In other words, every action we take really comes from four split decisions. Since our thoughts are the first to be triggered in this chain-reaction, God puts great emphasis on them throughout Scripture. He knows that if we can catch the negative thoughts when they first occur, then we’ll be able to stop the whole chain reaction before it even begins. And thus, we might be able to prevent some of the sin before it occurs in our lives.
What happens, however, when we don’t take every thought captive is that we end up being carried on by the “tide of emotion” (that chain reaction), quenching God’s Spirit, and then His Life in our hearts is thwarted. This is why 2 Corinthians 10:5 exhorts us to: “…bring into captivity every thought to the obedience of Christ.” In other words, we are to stop and examine the thoughts we have. Now, obviously, we can’t examine every thought we think, but we can stop and take a good hard look at the angry thoughts, the hurtful thoughts, the fearful thoughts, etc. Any thought that takes away our peace is a thought that God wants us to “take captive” and to examine.
If we’re unable to catch the negative thoughts before they stir up our emotions, then perhaps we can spot the wild emotions before they become out-of-control desires and before they become actions. Obviously, it’s like splitting hairs to examine this chain reaction, but it’s imperative that we, at least, see its domino effect.
Technically we are not responsible for the first, original self-centered or ungodly thought: it’s what we choose to do with that thought that produces the sin or not. If we can recognize the negative thought and choose to immediately give it over to God, then we’ll not have sinned. However, if we entertain, mull over and follow what those thoughts are prompting, then it will be sin and we’ll end up with a layer of grease over our hearts.

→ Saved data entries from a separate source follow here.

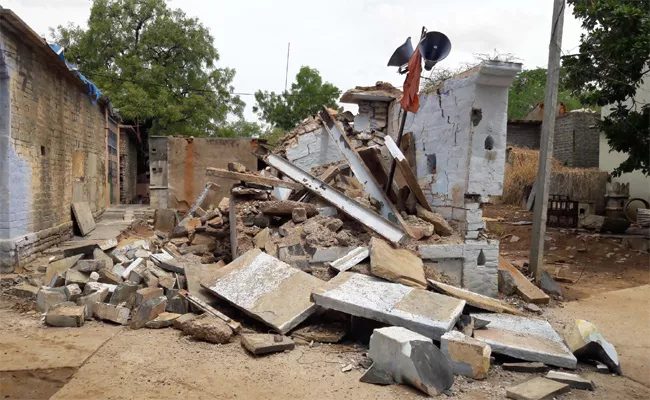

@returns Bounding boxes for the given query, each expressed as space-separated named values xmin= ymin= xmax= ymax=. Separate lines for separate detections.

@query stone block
xmin=74 ymin=259 xmax=105 ymax=272
xmin=565 ymin=319 xmax=621 ymax=375
xmin=82 ymin=281 xmax=117 ymax=295
xmin=506 ymin=377 xmax=570 ymax=400
xmin=369 ymin=327 xmax=454 ymax=396
xmin=370 ymin=237 xmax=426 ymax=289
xmin=498 ymin=269 xmax=517 ymax=295
xmin=441 ymin=331 xmax=491 ymax=380
xmin=312 ymin=273 xmax=464 ymax=340
xmin=131 ymin=296 xmax=167 ymax=329
xmin=292 ymin=207 xmax=307 ymax=223
xmin=166 ymin=295 xmax=188 ymax=314
xmin=253 ymin=227 xmax=270 ymax=249
xmin=36 ymin=288 xmax=67 ymax=312
xmin=109 ymin=282 xmax=139 ymax=305
xmin=472 ymin=313 xmax=577 ymax=369
xmin=8 ymin=283 xmax=39 ymax=300
xmin=44 ymin=254 xmax=83 ymax=283
xmin=309 ymin=247 xmax=356 ymax=263
xmin=93 ymin=248 xmax=114 ymax=270
xmin=416 ymin=205 xmax=453 ymax=236
xmin=134 ymin=287 xmax=165 ymax=309
xmin=241 ymin=334 xmax=295 ymax=355
xmin=181 ymin=313 xmax=233 ymax=344
xmin=540 ymin=270 xmax=563 ymax=297
xmin=545 ymin=371 xmax=595 ymax=391
xmin=64 ymin=284 xmax=82 ymax=302
xmin=76 ymin=288 xmax=110 ymax=319
xmin=93 ymin=302 xmax=130 ymax=325
xmin=97 ymin=267 xmax=123 ymax=284
xmin=45 ymin=305 xmax=86 ymax=327
xmin=65 ymin=269 xmax=89 ymax=288
xmin=173 ymin=313 xmax=198 ymax=330
xmin=145 ymin=312 xmax=181 ymax=329
xmin=71 ymin=202 xmax=96 ymax=236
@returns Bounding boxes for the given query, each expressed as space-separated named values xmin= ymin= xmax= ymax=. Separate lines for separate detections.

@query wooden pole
xmin=529 ymin=0 xmax=565 ymax=283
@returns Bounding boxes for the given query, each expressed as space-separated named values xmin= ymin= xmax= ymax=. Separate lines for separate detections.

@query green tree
xmin=563 ymin=0 xmax=650 ymax=176
xmin=508 ymin=68 xmax=584 ymax=120
xmin=215 ymin=120 xmax=263 ymax=138
xmin=51 ymin=0 xmax=244 ymax=136
xmin=253 ymin=66 xmax=341 ymax=131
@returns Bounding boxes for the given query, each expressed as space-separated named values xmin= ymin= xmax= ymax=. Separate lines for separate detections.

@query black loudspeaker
xmin=418 ymin=31 xmax=452 ymax=70
xmin=387 ymin=37 xmax=414 ymax=69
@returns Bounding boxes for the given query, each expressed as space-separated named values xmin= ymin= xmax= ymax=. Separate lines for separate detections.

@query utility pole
xmin=284 ymin=42 xmax=290 ymax=93
xmin=530 ymin=0 xmax=565 ymax=283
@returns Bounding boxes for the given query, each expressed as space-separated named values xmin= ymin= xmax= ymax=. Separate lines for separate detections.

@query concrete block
xmin=131 ymin=296 xmax=167 ymax=329
xmin=472 ymin=313 xmax=577 ymax=369
xmin=370 ymin=237 xmax=426 ymax=289
xmin=441 ymin=331 xmax=491 ymax=380
xmin=145 ymin=312 xmax=181 ymax=329
xmin=64 ymin=284 xmax=82 ymax=302
xmin=74 ymin=259 xmax=106 ymax=272
xmin=253 ymin=227 xmax=270 ymax=249
xmin=134 ymin=287 xmax=164 ymax=309
xmin=418 ymin=244 xmax=464 ymax=260
xmin=93 ymin=302 xmax=130 ymax=325
xmin=241 ymin=334 xmax=295 ymax=355
xmin=312 ymin=273 xmax=464 ymax=340
xmin=506 ymin=377 xmax=570 ymax=400
xmin=109 ymin=282 xmax=139 ymax=305
xmin=202 ymin=249 xmax=324 ymax=334
xmin=565 ymin=319 xmax=621 ymax=375
xmin=45 ymin=305 xmax=86 ymax=327
xmin=369 ymin=327 xmax=454 ymax=396
xmin=76 ymin=288 xmax=109 ymax=319
xmin=36 ymin=288 xmax=67 ymax=312
xmin=181 ymin=313 xmax=233 ymax=344
xmin=545 ymin=371 xmax=595 ymax=391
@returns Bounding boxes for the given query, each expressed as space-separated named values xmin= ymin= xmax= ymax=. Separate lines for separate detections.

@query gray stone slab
xmin=506 ymin=377 xmax=570 ymax=400
xmin=309 ymin=247 xmax=356 ymax=263
xmin=545 ymin=371 xmax=595 ymax=391
xmin=45 ymin=255 xmax=83 ymax=284
xmin=471 ymin=313 xmax=577 ymax=369
xmin=202 ymin=249 xmax=325 ymax=334
xmin=240 ymin=334 xmax=295 ymax=355
xmin=312 ymin=272 xmax=465 ymax=340
xmin=71 ymin=202 xmax=96 ymax=236
xmin=328 ymin=247 xmax=369 ymax=272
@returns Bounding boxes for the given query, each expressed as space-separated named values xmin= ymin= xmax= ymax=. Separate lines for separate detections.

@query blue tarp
xmin=48 ymin=43 xmax=103 ymax=104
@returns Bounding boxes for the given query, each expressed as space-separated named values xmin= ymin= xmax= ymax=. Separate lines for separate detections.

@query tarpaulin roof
xmin=48 ymin=43 xmax=103 ymax=104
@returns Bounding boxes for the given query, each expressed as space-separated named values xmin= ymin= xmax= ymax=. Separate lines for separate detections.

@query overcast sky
xmin=5 ymin=0 xmax=585 ymax=120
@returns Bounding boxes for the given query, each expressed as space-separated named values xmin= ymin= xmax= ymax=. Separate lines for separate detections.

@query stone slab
xmin=471 ymin=313 xmax=577 ymax=369
xmin=370 ymin=237 xmax=426 ymax=289
xmin=309 ymin=247 xmax=356 ymax=263
xmin=545 ymin=371 xmax=595 ymax=391
xmin=428 ymin=279 xmax=524 ymax=315
xmin=45 ymin=255 xmax=83 ymax=284
xmin=312 ymin=272 xmax=465 ymax=340
xmin=565 ymin=319 xmax=621 ymax=375
xmin=328 ymin=247 xmax=369 ymax=272
xmin=71 ymin=202 xmax=96 ymax=236
xmin=181 ymin=255 xmax=223 ymax=304
xmin=441 ymin=330 xmax=491 ymax=380
xmin=45 ymin=305 xmax=86 ymax=327
xmin=506 ymin=377 xmax=570 ymax=400
xmin=201 ymin=249 xmax=324 ymax=334
xmin=145 ymin=312 xmax=181 ymax=329
xmin=502 ymin=362 xmax=549 ymax=373
xmin=498 ymin=257 xmax=549 ymax=304
xmin=240 ymin=334 xmax=295 ymax=355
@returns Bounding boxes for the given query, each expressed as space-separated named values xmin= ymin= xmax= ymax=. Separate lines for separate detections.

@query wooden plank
xmin=498 ymin=257 xmax=550 ymax=304
xmin=177 ymin=289 xmax=241 ymax=332
xmin=206 ymin=167 xmax=303 ymax=190
xmin=384 ymin=136 xmax=432 ymax=212
xmin=428 ymin=279 xmax=525 ymax=316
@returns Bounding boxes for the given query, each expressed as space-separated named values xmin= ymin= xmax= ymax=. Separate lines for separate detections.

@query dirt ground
xmin=1 ymin=204 xmax=649 ymax=399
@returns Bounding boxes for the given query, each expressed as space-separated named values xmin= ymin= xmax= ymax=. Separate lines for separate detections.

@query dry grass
xmin=503 ymin=147 xmax=609 ymax=205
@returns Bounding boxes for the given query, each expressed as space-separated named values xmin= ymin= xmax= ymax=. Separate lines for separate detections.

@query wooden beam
xmin=206 ymin=167 xmax=303 ymax=190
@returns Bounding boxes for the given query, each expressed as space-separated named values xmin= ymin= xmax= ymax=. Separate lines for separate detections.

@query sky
xmin=4 ymin=0 xmax=585 ymax=120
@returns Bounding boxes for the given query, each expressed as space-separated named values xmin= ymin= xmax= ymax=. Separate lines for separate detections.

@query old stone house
xmin=0 ymin=9 xmax=134 ymax=271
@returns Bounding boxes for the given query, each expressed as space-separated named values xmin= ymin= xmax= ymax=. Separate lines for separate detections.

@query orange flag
xmin=399 ymin=47 xmax=422 ymax=113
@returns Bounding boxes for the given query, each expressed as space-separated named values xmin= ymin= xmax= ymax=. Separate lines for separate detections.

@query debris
xmin=502 ymin=362 xmax=549 ymax=373
xmin=312 ymin=272 xmax=464 ymax=340
xmin=109 ymin=282 xmax=139 ymax=305
xmin=133 ymin=287 xmax=164 ymax=309
xmin=441 ymin=330 xmax=491 ymax=380
xmin=121 ymin=258 xmax=144 ymax=280
xmin=510 ymin=235 xmax=521 ymax=243
xmin=416 ymin=204 xmax=453 ymax=236
xmin=253 ymin=227 xmax=270 ymax=249
xmin=506 ymin=377 xmax=570 ymax=400
xmin=206 ymin=167 xmax=303 ymax=190
xmin=76 ymin=288 xmax=109 ymax=320
xmin=153 ymin=209 xmax=176 ymax=232
xmin=166 ymin=295 xmax=188 ymax=314
xmin=65 ymin=269 xmax=89 ymax=288
xmin=565 ymin=319 xmax=621 ymax=375
xmin=145 ymin=312 xmax=181 ymax=329
xmin=498 ymin=269 xmax=517 ymax=296
xmin=368 ymin=326 xmax=454 ymax=396
xmin=130 ymin=296 xmax=167 ymax=329
xmin=524 ymin=303 xmax=542 ymax=314
xmin=97 ymin=267 xmax=123 ymax=285
xmin=71 ymin=202 xmax=96 ymax=236
xmin=359 ymin=364 xmax=395 ymax=386
xmin=74 ymin=259 xmax=106 ymax=272
xmin=83 ymin=282 xmax=117 ymax=295
xmin=63 ymin=284 xmax=82 ymax=302
xmin=384 ymin=136 xmax=432 ymax=212
xmin=455 ymin=315 xmax=490 ymax=337
xmin=539 ymin=270 xmax=563 ymax=297
xmin=498 ymin=257 xmax=550 ymax=304
xmin=92 ymin=302 xmax=130 ymax=325
xmin=44 ymin=254 xmax=83 ymax=284
xmin=309 ymin=246 xmax=355 ymax=263
xmin=370 ymin=237 xmax=427 ymax=289
xmin=471 ymin=313 xmax=577 ymax=369
xmin=545 ymin=371 xmax=595 ymax=391
xmin=45 ymin=305 xmax=86 ymax=327
xmin=173 ymin=313 xmax=198 ymax=330
xmin=201 ymin=249 xmax=323 ymax=334
xmin=429 ymin=279 xmax=524 ymax=315
xmin=292 ymin=322 xmax=347 ymax=343
xmin=177 ymin=289 xmax=241 ymax=332
xmin=8 ymin=283 xmax=39 ymax=300
xmin=241 ymin=334 xmax=295 ymax=355
xmin=259 ymin=200 xmax=318 ymax=217
xmin=181 ymin=256 xmax=224 ymax=303
xmin=291 ymin=207 xmax=307 ymax=223
xmin=596 ymin=362 xmax=609 ymax=374
xmin=328 ymin=246 xmax=369 ymax=272
xmin=181 ymin=313 xmax=233 ymax=344
xmin=341 ymin=364 xmax=353 ymax=373
xmin=36 ymin=288 xmax=67 ymax=312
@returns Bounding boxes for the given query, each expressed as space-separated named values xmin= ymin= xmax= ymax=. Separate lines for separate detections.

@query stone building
xmin=119 ymin=126 xmax=140 ymax=204
xmin=0 ymin=9 xmax=117 ymax=271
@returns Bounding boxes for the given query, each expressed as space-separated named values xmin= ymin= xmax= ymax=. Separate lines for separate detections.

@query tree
xmin=508 ymin=68 xmax=584 ymax=120
xmin=253 ymin=66 xmax=340 ymax=131
xmin=51 ymin=0 xmax=244 ymax=136
xmin=563 ymin=0 xmax=650 ymax=176
xmin=214 ymin=120 xmax=263 ymax=138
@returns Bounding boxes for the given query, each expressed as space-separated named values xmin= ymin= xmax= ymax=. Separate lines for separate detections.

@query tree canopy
xmin=508 ymin=68 xmax=583 ymax=120
xmin=563 ymin=0 xmax=650 ymax=176
xmin=253 ymin=66 xmax=341 ymax=131
xmin=51 ymin=0 xmax=244 ymax=136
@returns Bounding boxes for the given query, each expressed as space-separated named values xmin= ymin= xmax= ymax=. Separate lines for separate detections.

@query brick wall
xmin=0 ymin=22 xmax=108 ymax=271
xmin=119 ymin=131 xmax=138 ymax=204
xmin=553 ymin=111 xmax=600 ymax=168
xmin=506 ymin=121 xmax=541 ymax=148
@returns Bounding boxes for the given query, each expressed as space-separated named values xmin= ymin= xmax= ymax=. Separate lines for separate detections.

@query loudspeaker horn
xmin=387 ymin=37 xmax=414 ymax=68
xmin=418 ymin=31 xmax=451 ymax=70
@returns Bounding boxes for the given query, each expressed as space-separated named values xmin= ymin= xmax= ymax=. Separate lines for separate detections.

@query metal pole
xmin=530 ymin=0 xmax=565 ymax=283
xmin=284 ymin=42 xmax=290 ymax=93
xmin=384 ymin=110 xmax=408 ymax=193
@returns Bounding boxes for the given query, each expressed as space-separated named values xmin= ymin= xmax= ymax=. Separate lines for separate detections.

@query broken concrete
xmin=429 ymin=279 xmax=523 ymax=315
xmin=498 ymin=258 xmax=550 ymax=304
xmin=36 ymin=288 xmax=67 ymax=312
xmin=312 ymin=272 xmax=464 ymax=340
xmin=45 ymin=305 xmax=86 ymax=327
xmin=499 ymin=269 xmax=517 ymax=296
xmin=471 ymin=313 xmax=577 ymax=369
xmin=92 ymin=302 xmax=130 ymax=325
xmin=97 ymin=267 xmax=123 ymax=285
xmin=455 ymin=315 xmax=490 ymax=336
xmin=82 ymin=282 xmax=117 ymax=295
xmin=545 ymin=371 xmax=595 ymax=391
xmin=565 ymin=319 xmax=621 ymax=375
xmin=153 ymin=209 xmax=176 ymax=232
xmin=368 ymin=326 xmax=454 ymax=396
xmin=131 ymin=296 xmax=167 ymax=329
xmin=502 ymin=362 xmax=549 ymax=373
xmin=241 ymin=334 xmax=295 ymax=355
xmin=202 ymin=249 xmax=324 ymax=334
xmin=309 ymin=246 xmax=355 ymax=263
xmin=506 ymin=377 xmax=570 ymax=400
xmin=145 ymin=312 xmax=181 ymax=329
xmin=441 ymin=330 xmax=491 ymax=380
xmin=181 ymin=313 xmax=233 ymax=344
xmin=370 ymin=237 xmax=426 ymax=289
xmin=328 ymin=247 xmax=369 ymax=272
xmin=65 ymin=269 xmax=89 ymax=288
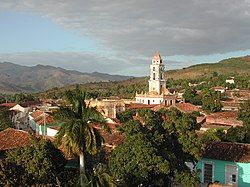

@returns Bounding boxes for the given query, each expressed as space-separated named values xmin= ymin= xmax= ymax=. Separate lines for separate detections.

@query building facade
xmin=135 ymin=52 xmax=177 ymax=105
xmin=197 ymin=142 xmax=250 ymax=187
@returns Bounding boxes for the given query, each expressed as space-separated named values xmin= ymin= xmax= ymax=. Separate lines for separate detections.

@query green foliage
xmin=109 ymin=108 xmax=202 ymax=186
xmin=0 ymin=96 xmax=5 ymax=104
xmin=13 ymin=93 xmax=37 ymax=103
xmin=0 ymin=106 xmax=13 ymax=131
xmin=116 ymin=109 xmax=135 ymax=123
xmin=0 ymin=138 xmax=66 ymax=186
xmin=183 ymin=88 xmax=202 ymax=105
xmin=109 ymin=129 xmax=171 ymax=186
xmin=202 ymin=89 xmax=222 ymax=113
xmin=225 ymin=127 xmax=247 ymax=143
xmin=54 ymin=85 xmax=109 ymax=186
xmin=163 ymin=108 xmax=203 ymax=160
xmin=238 ymin=100 xmax=250 ymax=130
xmin=173 ymin=170 xmax=200 ymax=187
xmin=201 ymin=128 xmax=225 ymax=143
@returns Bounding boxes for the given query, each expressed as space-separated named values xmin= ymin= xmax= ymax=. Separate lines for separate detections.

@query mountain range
xmin=1 ymin=56 xmax=249 ymax=94
xmin=0 ymin=62 xmax=132 ymax=94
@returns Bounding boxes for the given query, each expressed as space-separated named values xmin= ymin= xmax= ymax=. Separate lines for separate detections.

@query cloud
xmin=0 ymin=51 xmax=190 ymax=76
xmin=0 ymin=0 xmax=250 ymax=75
xmin=1 ymin=0 xmax=249 ymax=57
xmin=0 ymin=51 xmax=149 ymax=76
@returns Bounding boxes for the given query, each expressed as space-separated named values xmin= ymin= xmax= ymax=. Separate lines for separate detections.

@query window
xmin=153 ymin=73 xmax=155 ymax=80
xmin=153 ymin=67 xmax=155 ymax=71
xmin=232 ymin=174 xmax=236 ymax=183
xmin=203 ymin=162 xmax=213 ymax=183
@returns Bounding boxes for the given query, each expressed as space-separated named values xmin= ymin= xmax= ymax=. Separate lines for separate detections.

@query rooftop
xmin=0 ymin=103 xmax=17 ymax=107
xmin=173 ymin=102 xmax=200 ymax=113
xmin=208 ymin=111 xmax=238 ymax=119
xmin=152 ymin=51 xmax=162 ymax=60
xmin=0 ymin=128 xmax=30 ymax=151
xmin=127 ymin=103 xmax=157 ymax=109
xmin=203 ymin=142 xmax=250 ymax=163
xmin=30 ymin=110 xmax=55 ymax=125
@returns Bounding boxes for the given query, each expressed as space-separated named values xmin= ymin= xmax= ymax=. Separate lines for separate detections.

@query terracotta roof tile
xmin=31 ymin=110 xmax=55 ymax=125
xmin=209 ymin=111 xmax=238 ymax=119
xmin=0 ymin=128 xmax=30 ymax=151
xmin=203 ymin=142 xmax=250 ymax=163
xmin=173 ymin=103 xmax=200 ymax=113
xmin=0 ymin=103 xmax=17 ymax=107
xmin=151 ymin=104 xmax=170 ymax=111
xmin=127 ymin=103 xmax=157 ymax=109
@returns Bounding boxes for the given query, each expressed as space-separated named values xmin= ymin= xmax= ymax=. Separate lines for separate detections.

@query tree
xmin=238 ymin=100 xmax=250 ymax=130
xmin=109 ymin=108 xmax=202 ymax=186
xmin=238 ymin=100 xmax=250 ymax=142
xmin=54 ymin=86 xmax=107 ymax=185
xmin=201 ymin=128 xmax=225 ymax=143
xmin=0 ymin=106 xmax=13 ymax=131
xmin=183 ymin=88 xmax=202 ymax=105
xmin=116 ymin=108 xmax=135 ymax=123
xmin=202 ymin=89 xmax=222 ymax=113
xmin=225 ymin=126 xmax=247 ymax=143
xmin=109 ymin=124 xmax=171 ymax=186
xmin=0 ymin=138 xmax=66 ymax=186
xmin=82 ymin=164 xmax=117 ymax=187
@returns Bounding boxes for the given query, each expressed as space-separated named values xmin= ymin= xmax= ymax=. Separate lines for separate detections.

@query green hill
xmin=164 ymin=56 xmax=250 ymax=80
xmin=38 ymin=56 xmax=250 ymax=99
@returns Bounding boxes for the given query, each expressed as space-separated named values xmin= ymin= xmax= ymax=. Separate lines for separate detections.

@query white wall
xmin=46 ymin=127 xmax=58 ymax=137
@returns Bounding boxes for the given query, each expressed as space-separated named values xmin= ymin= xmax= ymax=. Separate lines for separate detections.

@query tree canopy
xmin=108 ymin=108 xmax=202 ymax=187
xmin=0 ymin=106 xmax=13 ymax=131
xmin=0 ymin=138 xmax=66 ymax=186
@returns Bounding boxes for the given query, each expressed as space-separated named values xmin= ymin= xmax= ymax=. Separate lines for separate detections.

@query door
xmin=203 ymin=162 xmax=213 ymax=183
xmin=225 ymin=165 xmax=238 ymax=186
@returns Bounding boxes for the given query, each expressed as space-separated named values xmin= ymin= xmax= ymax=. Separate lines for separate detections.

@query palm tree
xmin=54 ymin=86 xmax=107 ymax=184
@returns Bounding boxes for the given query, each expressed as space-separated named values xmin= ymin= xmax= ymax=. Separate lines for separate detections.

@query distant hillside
xmin=1 ymin=56 xmax=249 ymax=95
xmin=164 ymin=56 xmax=250 ymax=79
xmin=0 ymin=62 xmax=132 ymax=94
xmin=39 ymin=56 xmax=250 ymax=99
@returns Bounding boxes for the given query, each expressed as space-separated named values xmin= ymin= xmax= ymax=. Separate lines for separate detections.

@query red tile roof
xmin=48 ymin=126 xmax=61 ymax=130
xmin=151 ymin=104 xmax=170 ymax=111
xmin=127 ymin=103 xmax=157 ymax=109
xmin=31 ymin=110 xmax=44 ymax=119
xmin=173 ymin=103 xmax=200 ymax=113
xmin=0 ymin=128 xmax=30 ymax=151
xmin=209 ymin=111 xmax=238 ymax=119
xmin=0 ymin=103 xmax=17 ymax=107
xmin=205 ymin=111 xmax=243 ymax=127
xmin=30 ymin=110 xmax=55 ymax=125
xmin=203 ymin=142 xmax=250 ymax=163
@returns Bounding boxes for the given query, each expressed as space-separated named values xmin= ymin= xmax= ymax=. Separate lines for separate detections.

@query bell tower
xmin=148 ymin=52 xmax=166 ymax=95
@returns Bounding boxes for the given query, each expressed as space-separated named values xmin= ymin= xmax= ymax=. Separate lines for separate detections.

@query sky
xmin=0 ymin=0 xmax=250 ymax=76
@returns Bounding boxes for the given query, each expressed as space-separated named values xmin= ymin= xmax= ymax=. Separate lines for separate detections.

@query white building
xmin=226 ymin=77 xmax=235 ymax=84
xmin=135 ymin=52 xmax=177 ymax=106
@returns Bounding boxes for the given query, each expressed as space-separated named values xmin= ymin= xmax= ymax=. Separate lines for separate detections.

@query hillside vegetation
xmin=164 ymin=56 xmax=250 ymax=80
xmin=38 ymin=56 xmax=250 ymax=99
xmin=0 ymin=62 xmax=132 ymax=93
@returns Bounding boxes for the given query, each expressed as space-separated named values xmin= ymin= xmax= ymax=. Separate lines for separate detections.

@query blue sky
xmin=0 ymin=10 xmax=99 ymax=53
xmin=0 ymin=1 xmax=250 ymax=76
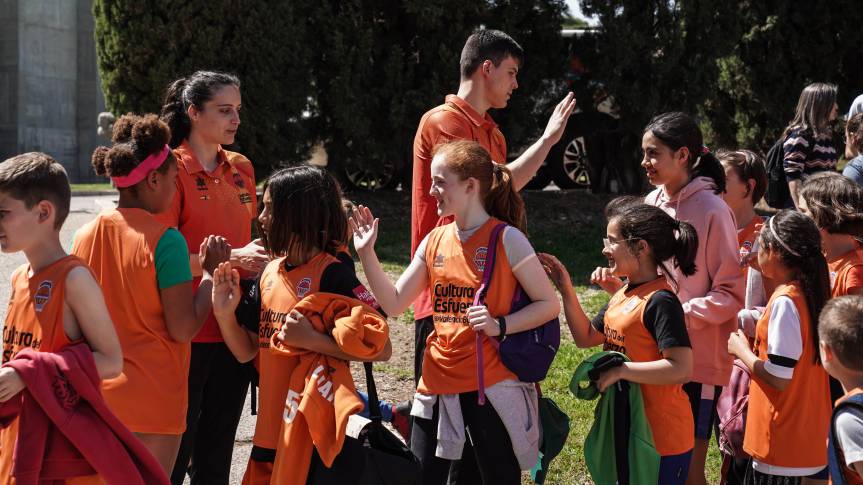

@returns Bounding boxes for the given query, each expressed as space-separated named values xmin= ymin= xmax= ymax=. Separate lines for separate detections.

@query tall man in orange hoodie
xmin=411 ymin=29 xmax=576 ymax=384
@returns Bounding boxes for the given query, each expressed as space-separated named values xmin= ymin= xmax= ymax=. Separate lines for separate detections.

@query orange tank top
xmin=829 ymin=245 xmax=863 ymax=298
xmin=1 ymin=255 xmax=84 ymax=484
xmin=743 ymin=282 xmax=831 ymax=467
xmin=253 ymin=252 xmax=339 ymax=450
xmin=419 ymin=218 xmax=517 ymax=395
xmin=72 ymin=208 xmax=190 ymax=434
xmin=603 ymin=277 xmax=695 ymax=456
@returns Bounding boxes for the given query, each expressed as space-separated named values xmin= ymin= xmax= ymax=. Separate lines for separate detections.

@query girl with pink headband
xmin=72 ymin=113 xmax=230 ymax=474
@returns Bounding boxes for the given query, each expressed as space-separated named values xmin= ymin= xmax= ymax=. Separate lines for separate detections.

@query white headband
xmin=767 ymin=217 xmax=802 ymax=258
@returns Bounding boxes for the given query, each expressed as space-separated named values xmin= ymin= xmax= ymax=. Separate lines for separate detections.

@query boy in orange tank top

It’s interesting because, even if we do nothing with our negative thinking, it still will end up quenching God’s Spirit and eventually be buried in the hidden part of our soul. It’s absolutely impossible to stand still in our walk with God; we are either moving forward with Him or falling behind. Ephesians exhorts us to:
Let no corrupt communication proceed out of your mouth, but that which is good to the use of edifying, that it may minister grace unto the hearers. And grieve not the Holy Spirit of God, whereby ye are sealed unto the day of redemption. Let all bitterness, and wrath, and anger, and clamor, and evil speaking, be put away from you, with all malice: And be ye kind one to another, tender-hearted, forgiving one another, even as God for Christ’s sake hath forgiven you.
— Ephesians 4:29–3
Only faith choices will allow us to walk in the above Scripture. Humanly speaking, it’s impossible! Choosing to walk by our own sight and our own feelings will never cut it. This is not what the Christian life is all about! Only choosing by faith to do God’s will, regardless of how we feel or what we think, will allow us to be overcomers.